Habe spaßeshalber mal kurz recherchiert. Samsung PS42 ist ja ein Sammelbegriff für (qualitativ und preislich) verschiedenste TVs von Samsung, auf jeden Fall die ganz genaue Typenbezeichnung beachten.


----------



## WTFlikeROFL (7. Juni 2010)

*AW: Unterschied zwischen Plasma und LCD TV´s*

werde mal nachfragen, was würdest du allgemein für so ein gerät bezahlen ?


----------



## böser Wolf (7. Juni 2010)

*AW: Unterschied zwischen Plasma und LCD TV´s*

Falsche Frage, bei mir hängt im Wohnzimmer ein Pioneer PDP-LX 6090H an der Wand 
(Ich musste einfach zuschlagen, bevor die Produktion eingestellt wurde.)

2 Möglichkeiten stehen dir offen:

Variante 1: 
Einen Betrag festlegen, welchen du maximal ausgeben kannst oder willst.
In diesem Preissegment suchen. Sollte man dabei einen etwas teureres, jedoch erheblich besseres Gerät finden, vielleicht trotzdem kaufen. Gewöhnlich hat man einen TV viele Jahre, so dass sich der höhere Anschaffungspreis über die lange Nutzungsdauer "bezahlt" macht.

Variante 2:
Die bestmögliche oder zumindet sehr gute Bildqualität, weitgehend unabhängig vom Preis, ermitteln.
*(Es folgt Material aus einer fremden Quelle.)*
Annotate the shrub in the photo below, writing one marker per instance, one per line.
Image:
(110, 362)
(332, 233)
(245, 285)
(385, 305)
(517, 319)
Dann eines dieser Geräte kaufen. 

Vor einer Weile habe ich einer Kollegin einen LG für 499.- rausgesucht, sie ist auch sehr zufrieden.
Jeder hat andere Ansprüche, wichtig ist aber die Recherche innerhalb der Preisklasse, sonst verschenkt man möglicherweise Bildqualität.


----------



## kress (8. Juni 2010)

*AW: Unterschied zwischen Plasma und LCD TV´s*

Jep, manchmal muss man eben etwas mehr drauflegen, denn wer täglich Filme in hoher Qualität genießen will und dann doch Mängel am Gerät feststellt, wird sich so lang er den TV hat Ärgern, dass er nicht 200€ mehr ausgegeben hat.


----------



## WTFlikeROFL (8. Juni 2010)

*AW: Unterschied zwischen Plasma und LCD TV´s*

Jungs, Jungs... ihr redet am Thema vorbei.. ich hab doch gefragt ob die PS42´er was taugen.
Ich jag meinen Fernseher nur über die Bucht und er muss im Umkreis von 50km liegen, da bin ich ziehmlich eingeschränkt, jedoch will mein Vater nicht weiter fahren...


----------



## böser Wolf (8. Juni 2010)

*AW: Unterschied zwischen Plasma und LCD TV´s*

Junge, Junge, hinter PS42 müssen noch weiter Buchstaben /Ziffern folgen, da gibts einen Haufen Varianten. Die einzelnen TVs unterscheiden sich in Preis und Qualität.
Gib doch mal spaßeshalber bei amazon.de "ps42 samsung" ein, da kommen einige der Typen im Preisbereich von 534 -899 €.
Also jeweils den genauen Typ raussuchen und zu diesem Testberichte/Kundemeinungen aus dem i-net saugen.


----------



## WTFlikeROFL (8. Juni 2010)

*AW: Unterschied zwischen Plasma und LCD TV´s*

wowow... dann geh mal vom schlechtesten aus - ich weiß die bezeichnung nicht.. werde sie ausfindig machen.


----------



## WTFlikeROFL (11. Juni 2010)

*AW: Unterschied zwischen Plasma und LCD TV´s*



kress schrieb:


> *Wenn größer als 110cm Diagonale: Plasma-Tv
> darunter nen Lcd.
> *



Weise Worte, war im Media Markt, hab nen 50" Plasma 1024x768 mit einem 42" LCD Full-HD verglichen, bei einem normalen digitalen Sat-Signal hatte der Plasma eindeutig die Nase vorn.


----------



## Otep (11. Juni 2010)

*AW: Unterschied zwischen Plasma und LCD TV´s*

Ich habe selbst schon lange nen 42" Plasma und habe mich vorher lange und intensiv damit beschäftigt, verglichen usw. und bin dann zum Entschluss gekommen, ein Plasma muss her...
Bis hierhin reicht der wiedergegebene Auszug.